Thursday, August 7, 2008

Happy Thanksgiving?

Well, it finally happened....I had a little breakdown on Tuesday night. I had had a great day busy at school, lunch with Jaci, Liz, and my momma, a good nap and then it just happened. Colin and I were upstairs getting my shots together and I have no problem with the Lupron shot...it's cake. But the big blue pen really bothers me. The amount of liquid that goes into my leg is comparable to the amount of marinade we inject into our turkey at Thanksgiving. As I held the shot towards my leg all of these doubts began flooding my mind: What if this doesn't work? Why are you doing this? You can't get pregnant. You will never be a mom. (and so on) My sweet husband took the shot out of my hands and wrapped me up in a BIG hug. He is so good to me, he comforted me and just let me cry. We talked a little bit more and then I did the big blue and it really wasn't too bad. I told satan right then and there he had no place in this fight....and I am holding onto Jeremiah 29:11...God already knows the plan.

Yesterday I was busy with laundry, cooking (you do not want the recipe I have for hot potato salad that my lifegroup endured last night...sorry guys), and cleaning the house. It was a great night with good friends, food, and fun. (of course a little bit of Rock Band). My friend Leann gave me my shots last night in my arm and gave my poor bruised legs a break. Tomorrow I go back to the doctor for another ultrasound and some bloodwork. They will call me tomorrow afternoon based on the results and hopefully cut back on the amount of big blue (follistim). I went on a walk with my friend Kristin this morning and as we were talking realized potential pregnancy is right around the corner. Few prayer requests.....

*This one may sound dumb but I am really struggling with self image right now. I am not comfortable in my skin and know that pregnancy somehow doesn't make you feel thin.
*I could be scheduled for retrieval next Thursday, Friday, or Saturday....please pray for Thursday morning, this would allow me to take a good few days off before school and not miss any days with the kids.
*For Colin, he has been my rock during this but I realize that he is on the roller coaster with me. Pray that God give him a peace about the situation and that he can continue to deal with his hormonally charged wife.

Love you guys....
Em

3 comments:

Nathan and Stefany Head said...

Father God, thank you for my sweet friend, Em, for the honest, open heart you've given her and how much her genuine love for you is an encouragement to those around her each day. Thank you for carrying her through these last several years, for continuing to hold her up when she didn't think she could take another step. We ask that in this last week of shots, ultrasounds, extractions, all that is to come, we ask that you would be exalted as the LORD WHO PROVIDES Em a healthy body, calm nerves, peace that passes all understanding, and the ability to rest in you each day. We ask for your continued favor over Em & Colin, that in just a couple of weeks, we would all get to celebrate your gift of life inside of Em! We love you and trust you!

majorfam said...

Emily-
It has been a while. I have not talked to you in forever. I did get to see you for just a few short minutes at the hospital when I was in visiting Katie back in May. I just kind of stumbled upon your blog through someone one else's. I just thought I would let you know I will be thinking and praying for you and Colin over the next few weeks.

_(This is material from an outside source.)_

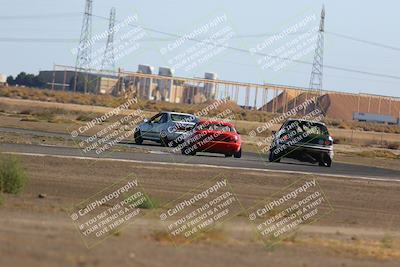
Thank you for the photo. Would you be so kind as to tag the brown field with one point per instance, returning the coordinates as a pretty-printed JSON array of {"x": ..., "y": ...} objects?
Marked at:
[{"x": 361, "y": 231}]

I don't even know what compelled me to look at your blog. But funny thing...I have a very good friend down here in GA that I met when we first moved here 2 years ago. A few months after we met them we realized that they were having trouble getting pregnant. To make a long story short, they have been trough it all, and decided to do IVF this past winter. Heidi is due December 20th and is having a precious baby boy!
I just wanted to give you some encouragement and just say to hang in there. Like I am sure you have heard, God does know the desires of your heart. Now you know that you have prayer warriors all over the country.

My favorite verse in the whole Bible is Isaiah 30:18. Check it out!
Have a great day!

Daneen said...

Jer 29:11 has been our life-verse, also. As a matter of fact we dedicated our 2nd daughter with Jer 29:11-13. Powerful promise for a little angel's life.

I would recommend having someone else do your shots. It separates you, somehow. It helped me anyway.

And not only are the hormones raging -- trying to convince you of non-truths -- but you hit the nail on the head by recognizing that our enemy has definitely pegged your weak spots. He will do anything he can to push those buttons. Don't let him. Hold on to your promises from God.